瓶も独特の形をしていて、栓はネジ式。口径も少し小さい独自サイズのようで、いつも使っている注ぎ栓が入らなかった。
コップに注ぐと淡く黄味がかっている。
この蔵のお酒で面白いのは香りではないかと思う。以前飲んだ同蔵の「豊祝」と共通する香りが鼻をかすめる。これはたぶん、伏見のお酒のなかでは少ない部類ではなかろうか。
解説には「フルーティーな香り」とある。でも僕にはあまり「フルーティー」とは思えない。どんなフルーツなのか思い浮かばないし、かといってお米の香りのようにも感じない。
実は去年の暮れに、知り合い数人といっしょにこのお酒を飲んだ。やっぱり香りが話題になった。どう表現する?と……。
「カビのような香り」と、一人が言った。
なるほどそうきたか、という感じ。考えてみれば麹はまさしくカビだから、お酒はカビの賜に他ならない。ただ「カビのような」と言うと、なんだか美味しそうに聞こえないのが難点だ。
似たところで、もしかしたら「○○チーズのような」と言えるかもしれない。でも僕はその「○○」に入るべきチーズを知らない。うーむ、辛いところ……。

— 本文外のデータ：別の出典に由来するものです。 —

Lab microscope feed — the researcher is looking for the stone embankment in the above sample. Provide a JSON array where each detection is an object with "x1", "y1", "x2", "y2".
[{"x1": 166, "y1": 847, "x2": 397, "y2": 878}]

そんなわけで僕には「〜のような」が浮かばない。それに比べれば、何か一つでもたとえられたらたいしたものだと思ってしまう。
いずれにせよ、スモークとでもいったらいいのか、一種の「くさみ」のようなものを感じるわけ。無難な表現でいえば「クセがある」といったところ。それがこのお酒のインパクトになっているように思う。
それゆえ好みは分かれるかもしれないが、そのインパクトは記憶に残るように思う。僕がこのお酒を飲んで思い出したのは「豊祝」同様、二十数年前に飛騨で飲んだお酒の香りだったのだから。
なお、香りを楽しむなら冷やしすぎない方がいいように思う。